TL:Ecosystem restoration is so important in terms of reducing the carbon load in the atmosphere, which causes global climate change. We now know that the amount of carbon dioxide in the atmosphere from destroyed and degraded ecosystems (over the last ~8,000 years) is bigger than we ever knew before. It’s about 450 – 500 gigatons of carbon, which is more than the total amount of carbon dioxide emitted from fossil fuel combustion so far.

But research shows that restored ecosystems could provide up to one-third of the climate mitigation needed by sequestering carbon from the atmosphere. So really, the important shift here is to stop thinking of the planet as a physical system but as a linked biological and physical system.

SDG 15 (Life on Land) will be reviewed at this year’s High-Level Political Forum (HLPF) in 2018. Here, participating countries will present Voluntary National Reviews (VNRs) of progress on this goal and others.

What are some examples of effective policies for SDG 15 you know of?

TL:I am certain that Costa Rica and Botswana serve as outstanding examples. Costa Rica prides itself on being the “Green Republic.” 28% of the country’s territory is protected by national parks. There has also been a lot of reforestation in Costa Rica, in part because of an explicit decision to have an ecosystem services law to tax gasoline and use the revenue to benefit reforestation. As a result, Costa Rica is the first tropical country to have stopped and reversed deforestation: over half of its land is covered by forest, compared to 26% in 1983.

Botswana has recognized that its wilderness and wild animals are an incredible source of economic benefit, so it outlawed the hunting of lions and other trophy hunting. The country has a thriving ecotourism industry. When you think about ecotourism, it’s not just about the people who drive the Volkswagen bus; it is everything that feeds into supporting the tourism industry. And when it’s done right, the revenue reinforces the economic well-being of the people in the region.


What has the international community done to protect biodiversity on a global scale? What are the challenges moving forward?

TL:The Convention on Biological Diversity, which was signed by 150 governments at the 1992 Rio Earth Summit, sets targets to halt the loss of biodiversity. Over the last 25 years, we’ve seen the amount of increased protected area in the world grow impressively.
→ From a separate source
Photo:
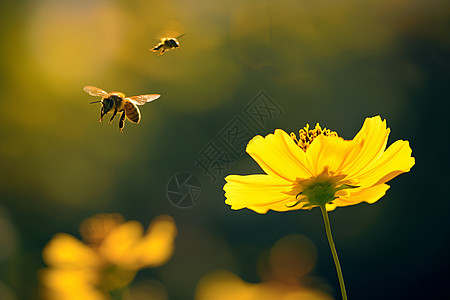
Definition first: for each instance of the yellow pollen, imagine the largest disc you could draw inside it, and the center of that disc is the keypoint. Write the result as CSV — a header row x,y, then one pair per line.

The current set of targets, the Aichi targets, are pretty ambitious. Looking ahead, the big challenge is the 2020 Conference of the Parties to the Convention on Biodiversity in China, which will set the next set of targets for the next decade. There may be a reluctance to have ambitious targets because it’s not entirely clear how well we will do on the current ones, but you never know.

When I started working in the Amazon, which is as big as the 48 contiguous United States, there was just one national park in Venezuela. Today, more than half of the Amazon is under some form of protection.